February 2020

A Birthday Cake of Societal Rebellion: Facing 40 alone

Author: Denise K. James

It’s a gray morning in January as I write this. Today I woke up late, made a cup of coffee and scrolled through an excerpt about the well-known philosopher Albert Camus on Brain Pickings, one of my favorite websites. This prompted me to pluck my tattered copy of The Myth of Sisyphus off my bookshelf and read at least half of one essay, underlining things just like I did as a college student. Next, I had a bowl of sugary kid cereal for my breakfast. Then I listened to Pink Floyd on YouTube—a “Best of” compilation.

I tell you all this because I want to illustrate to you that I, as a single woman merely weeks away from the milestone of my fortieth birthday, have absolutely no one to plan my mornings with, and, as a result, my mornings (as well as my days and nights) are devoted to suiting my own whims. Sure, I’m writing this on Saturday, and I’m not independently wealthy. I do go to an office five days a week, since someone has to pay for my cereal and internet connection. But aside from work, my agenda belongs to me alone.

Interestingly, I find that society typically acknowledges only the “cons” to my situation and not the “pros.” This comes with the fact that society believes I should be coupled up at this point in life, or at the very least, I should be dating someone seriously. Heck, even recently divorced would be more acceptable! But my situation—four decades into life, never married (never even engaged) and no children—is something that most people in my age group cannot relate to. Top all that off with the fact that I live in the South and that I’m not even actively on a dating website, in a kayaking group, or asking my married friends with that tell-tale note of desperation in my voice to set me up, and you have a layered birthday cake of societal rebellion.

It wasn’t always this way. Ten years ago, roughly around age 30, everyone in my inner circle was just starting to get married and also trying to figure out why I was in the midst of ditching my boyfriend at the time without any visible enthusiasm to meet another contender. In those days, my friends did try to set me up. My relatives did still ask me over holidays and on beach excursions who I had my eye on. And my mom did still have hope for grandkids. Now that I’m turning 40, all of that has largely disappeared. Once in a great while, some friend with four children will suggest that I try the latest “swipe for lifelong love” phenomenon. But, for the most part, I’ve been labeled a career woman. In fact, a little while ago, my friend Jenny texted me and asked, “What are your plans for 2020? Are you staying at your job?”

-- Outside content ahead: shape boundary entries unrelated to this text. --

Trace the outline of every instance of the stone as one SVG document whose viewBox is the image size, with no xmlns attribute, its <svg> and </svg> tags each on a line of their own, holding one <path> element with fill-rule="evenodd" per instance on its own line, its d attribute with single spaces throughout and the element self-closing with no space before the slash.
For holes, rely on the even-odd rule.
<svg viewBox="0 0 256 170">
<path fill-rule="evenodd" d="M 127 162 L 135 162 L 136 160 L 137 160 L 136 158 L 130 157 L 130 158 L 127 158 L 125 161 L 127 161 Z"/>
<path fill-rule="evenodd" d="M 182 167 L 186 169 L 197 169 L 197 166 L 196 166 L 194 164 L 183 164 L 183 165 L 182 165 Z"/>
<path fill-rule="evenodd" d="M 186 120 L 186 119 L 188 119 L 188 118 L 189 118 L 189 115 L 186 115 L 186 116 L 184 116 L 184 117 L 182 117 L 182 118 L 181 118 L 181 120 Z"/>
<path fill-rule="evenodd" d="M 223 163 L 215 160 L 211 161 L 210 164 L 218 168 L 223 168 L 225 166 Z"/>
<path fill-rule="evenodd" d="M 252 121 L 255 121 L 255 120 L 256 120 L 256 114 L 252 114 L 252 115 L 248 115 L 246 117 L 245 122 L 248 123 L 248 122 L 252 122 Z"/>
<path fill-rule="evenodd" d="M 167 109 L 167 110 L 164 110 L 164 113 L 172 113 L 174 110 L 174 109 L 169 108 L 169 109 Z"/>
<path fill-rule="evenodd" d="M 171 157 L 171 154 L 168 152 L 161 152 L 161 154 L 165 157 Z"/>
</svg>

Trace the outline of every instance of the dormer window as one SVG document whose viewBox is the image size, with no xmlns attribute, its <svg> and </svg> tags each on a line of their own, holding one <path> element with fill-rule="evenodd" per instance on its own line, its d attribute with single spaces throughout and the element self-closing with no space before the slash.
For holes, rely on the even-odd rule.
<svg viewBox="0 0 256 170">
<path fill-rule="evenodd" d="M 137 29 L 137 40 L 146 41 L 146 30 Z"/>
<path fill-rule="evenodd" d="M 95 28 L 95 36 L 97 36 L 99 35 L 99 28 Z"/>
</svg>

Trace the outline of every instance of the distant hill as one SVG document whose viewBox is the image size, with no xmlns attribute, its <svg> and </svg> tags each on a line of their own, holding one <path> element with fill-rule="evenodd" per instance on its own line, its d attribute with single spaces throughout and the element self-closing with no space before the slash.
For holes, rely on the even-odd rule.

Yes, I guess if you want to, you could call me a bit selfish. But I also don’t want to make my life sound like it’s all choosing my own music, day-drinking and spending entire paychecks on massage therapy and top-shelf hair products. Though most of my married or coupled counterparts refuse to acknowledge the “cons” of their own situations, at least to me (I never hear them say how horrifically boring it is to have a husband or how they just want to gouge their eyeballs out while cooking dinner for the fam on some nights), I am well aware of the cons of being middle-aged and single. I have a hunch it’s because I’ve spent at least 15 years hearing these cons, all from well-meaning individuals who worried I’d someday have regrets. Comments such as “getting old by yourself is sort of sad,” “you’ll only have one income,” “you won’t get the marital tax benefits,” “children and family enrich your life,” and so on have certainly run rampant, and I would be lying if I said they’ve had no effect.

There are also other “cons” no one talks about as much, because they’re more difficult to discuss or are straight-up gloomy. Like walking into a church and feeling isolated because you don’t have a family—so you just stop going. Or knowing family members and acquaintances are wondering to themselves whether you’re sexually frustrated or sleeping around. Or quelling that recurring fear you’ll fall off the couch, hit your head on the coffee table and die alone in a one-bedroom apartment, discovered later by a neighbor who never knew your name.
Of course, the truth is that sad moments and irrational fears also happen to those who are experiencing life in a pair. Existence is not a 24/7 picnic for any of us, and frankly, all of us have to take it one day at a time and hope for the best.

Am I looking for love? Do I still have hope? I suppose so, but I would not say I’m desperate to find it or even proactive about it. I figure the Universe will bring me love, or it won’t, and I’ll concentrate on the things I can control—like my career, my wardrobe, and my social calendar.

Anyway, to me, the best part of love is its mystery—wondering whether it might be waiting for me around the next corner. Honestly, that’s really the reason I stay off dating sites nowadays and instead just try to speak to as many strangers as possible. Some might argue—perhaps even you, dear reader—that my way of doing things is far too passive and that I should scout love for myself more purposefully. But that would mean putting myself above the Universe and the power of the unknown.

Besides, I have so many other things to love in my life. Sometimes, I’ll find myself choked up over a beautiful flower or the stray cat that stops to let me scratch behind her ears. In those moments, I think to myself, I am not alone after all.